I think this is fine for a story based game
Obviously you can optimise it but this is probably what I'll get too if I'm building this. At most ill put in a reminder somewhere to improve it later
None of this would be an issue if he would actually admit to not being a very good programmer. The problem is he has people who are objectively better at programming than him picking apart his code, and instead of taking their criticisms, he tries to twist everything into "this is the best possible way to write this code for what I'm trying to do." In his eyes, he's not wrong.
Is bro yandere dev?
Actually worse than YanDev lmao
Maybe he did this so that he can have the documentation on the side?
At line 200 you would think that there is a better way to do this
That's where the 20years come from, once he finished enumerating everything like that, a few years already passed.
In a way this is fascinating, answer the question: "what would have happened if I never scraped that first toy project I made when I was a teenager". This.

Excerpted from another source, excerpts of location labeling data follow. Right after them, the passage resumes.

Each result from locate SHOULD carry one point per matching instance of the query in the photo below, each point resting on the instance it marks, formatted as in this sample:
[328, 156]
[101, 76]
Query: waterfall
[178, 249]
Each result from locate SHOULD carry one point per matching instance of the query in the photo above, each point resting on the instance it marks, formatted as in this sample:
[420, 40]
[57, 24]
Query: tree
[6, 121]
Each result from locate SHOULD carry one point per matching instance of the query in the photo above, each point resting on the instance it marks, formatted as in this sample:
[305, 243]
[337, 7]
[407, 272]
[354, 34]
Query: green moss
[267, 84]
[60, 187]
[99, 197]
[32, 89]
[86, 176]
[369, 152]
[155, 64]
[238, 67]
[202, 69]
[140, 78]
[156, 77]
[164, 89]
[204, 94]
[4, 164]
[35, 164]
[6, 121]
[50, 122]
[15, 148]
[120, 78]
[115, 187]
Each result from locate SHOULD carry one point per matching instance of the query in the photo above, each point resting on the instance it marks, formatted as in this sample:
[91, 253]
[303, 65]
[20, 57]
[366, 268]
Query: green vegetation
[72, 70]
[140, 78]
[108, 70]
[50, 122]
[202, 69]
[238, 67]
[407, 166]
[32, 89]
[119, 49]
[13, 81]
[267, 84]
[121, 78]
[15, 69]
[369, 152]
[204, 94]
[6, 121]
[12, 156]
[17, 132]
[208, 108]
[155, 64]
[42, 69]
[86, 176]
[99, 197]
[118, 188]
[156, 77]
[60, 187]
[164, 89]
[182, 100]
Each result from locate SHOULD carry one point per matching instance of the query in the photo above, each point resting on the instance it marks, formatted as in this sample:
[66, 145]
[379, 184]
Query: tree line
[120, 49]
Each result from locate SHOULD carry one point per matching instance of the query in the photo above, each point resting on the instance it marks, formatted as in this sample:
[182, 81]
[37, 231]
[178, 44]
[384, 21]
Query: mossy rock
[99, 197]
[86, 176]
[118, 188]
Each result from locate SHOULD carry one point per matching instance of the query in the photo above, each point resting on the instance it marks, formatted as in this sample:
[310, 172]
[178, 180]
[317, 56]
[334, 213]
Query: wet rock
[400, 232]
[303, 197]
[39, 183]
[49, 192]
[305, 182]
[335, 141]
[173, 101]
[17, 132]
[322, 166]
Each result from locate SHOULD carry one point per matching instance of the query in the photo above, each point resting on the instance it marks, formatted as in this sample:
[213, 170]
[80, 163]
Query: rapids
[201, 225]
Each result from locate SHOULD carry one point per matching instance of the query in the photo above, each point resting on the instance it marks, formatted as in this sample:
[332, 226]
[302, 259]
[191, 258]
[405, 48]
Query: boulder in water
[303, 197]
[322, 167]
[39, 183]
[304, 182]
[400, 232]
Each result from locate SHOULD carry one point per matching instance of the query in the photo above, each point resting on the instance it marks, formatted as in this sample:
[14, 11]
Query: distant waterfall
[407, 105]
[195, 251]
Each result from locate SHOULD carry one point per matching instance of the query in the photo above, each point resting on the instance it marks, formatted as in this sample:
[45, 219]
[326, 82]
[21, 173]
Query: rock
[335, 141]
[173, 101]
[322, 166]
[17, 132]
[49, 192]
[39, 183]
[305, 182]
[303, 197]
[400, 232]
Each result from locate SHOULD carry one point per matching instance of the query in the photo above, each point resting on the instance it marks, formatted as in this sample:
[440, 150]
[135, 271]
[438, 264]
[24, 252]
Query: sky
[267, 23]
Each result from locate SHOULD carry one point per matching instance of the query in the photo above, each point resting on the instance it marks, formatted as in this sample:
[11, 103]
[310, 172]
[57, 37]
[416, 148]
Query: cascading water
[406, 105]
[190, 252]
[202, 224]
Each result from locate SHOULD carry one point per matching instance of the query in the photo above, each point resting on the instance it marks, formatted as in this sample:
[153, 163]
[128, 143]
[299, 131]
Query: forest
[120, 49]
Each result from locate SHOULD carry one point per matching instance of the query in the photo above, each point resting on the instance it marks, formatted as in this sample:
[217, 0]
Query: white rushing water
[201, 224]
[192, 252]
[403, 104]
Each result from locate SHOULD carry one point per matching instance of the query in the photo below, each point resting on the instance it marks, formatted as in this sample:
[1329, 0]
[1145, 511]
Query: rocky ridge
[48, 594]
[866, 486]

Even if it’s a class or a dictionary type thing
Database with stored procedures
Excel with descriptive cells
lmao brings back memories when I used to keep a SMB client head above water with their Access-based dispatch system holy moley lol
I professionally used access at a school system where someone setup access to a student system to get data for reporting
Nope lgtm
Idk, I feel like at around 10-15 you'd surely start thinking of other methods lol
I assumed it was generated. It is generated, isn't it?
I'm pretty sure it is not
Even if it was generated, it would be way less useful than actual proper code.
Did you add an extra 0?
Or sometimes you just push though and release the game. There are people that spend years polishing the code while never releasing anything. And then there are people that just write whatever works, release and move on to the next project.
People were pointing at random stuff like this in the Balatro code, yet the game is an award winning commercial success.
Okay but this game has been delayed like 5+years now
Well, if you write code like this and not release, then it is a time for some introspection.
Allegedly this is bad on purpose for the ARG component of the game.